Her voice is soft, like she’s breaking bad news, and her eyes hold pity for me, but I don’t need her damn pity.

I need her car. I need to be on my way to Juliet before it’s too late, need to know I haven’t doomed her to that man’s control.

Carmela doesn’t know what it’s like to give up everything you love.

She doesn’t know what it’s like to live in a world where everything you care for can be taken in the blink of an eye.

I was eight when I figured it out. Old enough to know it wasn’t just the cat.

Old enough to know I was next. I thought I got free when I let father sell me, thought I won when I let him trade me like an unwanted pet.

I thought a wedding band would keep them both at bay, my father and my husband.

Wrong about the first, maybe wrong about the second. How close will Leonardo keep me when he’s done with me?

She’s too innocent to get it, this girl, too used to a world where family actually means something. I hate her for a moment, as much as I’ve hated anyone, hate how safe she is, how secure.

The decision comes easily. My shoulders relax, and I give a long, slow sigh. “Fine, you’re right, I guess. I’ll wait till Leonardo gets home and talk to him about checking on Juliet.”

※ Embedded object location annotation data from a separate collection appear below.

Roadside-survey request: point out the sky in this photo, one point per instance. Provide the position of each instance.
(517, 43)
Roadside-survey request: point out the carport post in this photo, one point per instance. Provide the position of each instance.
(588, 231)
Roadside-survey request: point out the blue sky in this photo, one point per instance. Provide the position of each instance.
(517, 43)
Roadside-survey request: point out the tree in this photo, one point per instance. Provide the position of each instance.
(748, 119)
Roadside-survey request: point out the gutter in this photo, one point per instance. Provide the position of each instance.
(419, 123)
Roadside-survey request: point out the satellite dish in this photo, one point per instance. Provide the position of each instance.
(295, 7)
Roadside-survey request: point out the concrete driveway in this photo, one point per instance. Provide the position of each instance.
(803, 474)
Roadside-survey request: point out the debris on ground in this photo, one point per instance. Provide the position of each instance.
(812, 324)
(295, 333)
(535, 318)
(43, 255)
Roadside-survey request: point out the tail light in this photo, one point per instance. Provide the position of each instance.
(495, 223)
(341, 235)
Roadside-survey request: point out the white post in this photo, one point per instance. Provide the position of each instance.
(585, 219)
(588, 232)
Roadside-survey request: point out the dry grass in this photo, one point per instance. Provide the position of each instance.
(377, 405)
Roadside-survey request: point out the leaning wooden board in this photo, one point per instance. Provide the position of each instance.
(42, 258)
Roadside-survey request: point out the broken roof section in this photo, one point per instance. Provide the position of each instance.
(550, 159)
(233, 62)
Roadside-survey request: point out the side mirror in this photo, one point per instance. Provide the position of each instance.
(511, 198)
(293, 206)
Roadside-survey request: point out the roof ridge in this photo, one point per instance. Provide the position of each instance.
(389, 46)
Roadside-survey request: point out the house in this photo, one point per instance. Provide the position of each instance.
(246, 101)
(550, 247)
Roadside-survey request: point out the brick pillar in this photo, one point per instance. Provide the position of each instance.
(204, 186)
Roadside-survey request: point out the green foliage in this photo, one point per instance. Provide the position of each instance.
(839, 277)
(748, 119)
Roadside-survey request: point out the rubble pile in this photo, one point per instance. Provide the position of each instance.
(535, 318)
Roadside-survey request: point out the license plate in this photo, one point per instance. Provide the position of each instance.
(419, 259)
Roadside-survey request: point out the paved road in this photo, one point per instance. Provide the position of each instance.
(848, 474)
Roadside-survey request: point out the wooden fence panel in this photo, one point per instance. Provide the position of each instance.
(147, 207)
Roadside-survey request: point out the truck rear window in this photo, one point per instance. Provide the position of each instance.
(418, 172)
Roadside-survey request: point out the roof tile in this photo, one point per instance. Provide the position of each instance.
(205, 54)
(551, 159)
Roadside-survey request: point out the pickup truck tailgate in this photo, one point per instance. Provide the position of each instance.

Carmela smiles like I’ve let her off the hook. I saunter back to the main rooms, acting casual, but I sashay right out a side door and into the garden. Only the cat sees me go, giving me a slow blink like we’re in on this together.

The afternoon air is warm, and as I dive into the wooded section of garden, I hear noises behind me. Men talking. Are they following me? They seem to be moving quickly, but I’m faster, fueled by fear and recklessness and the need to get to Juliet.

I run. Past the bare trees and high fences, skirting the cameras and guards. I reach the wall and clamber up, not looking back. Or down. I pull myself up and over. I fall, a graceless, lucky tumble, to the other side. To Juliet. To freedom.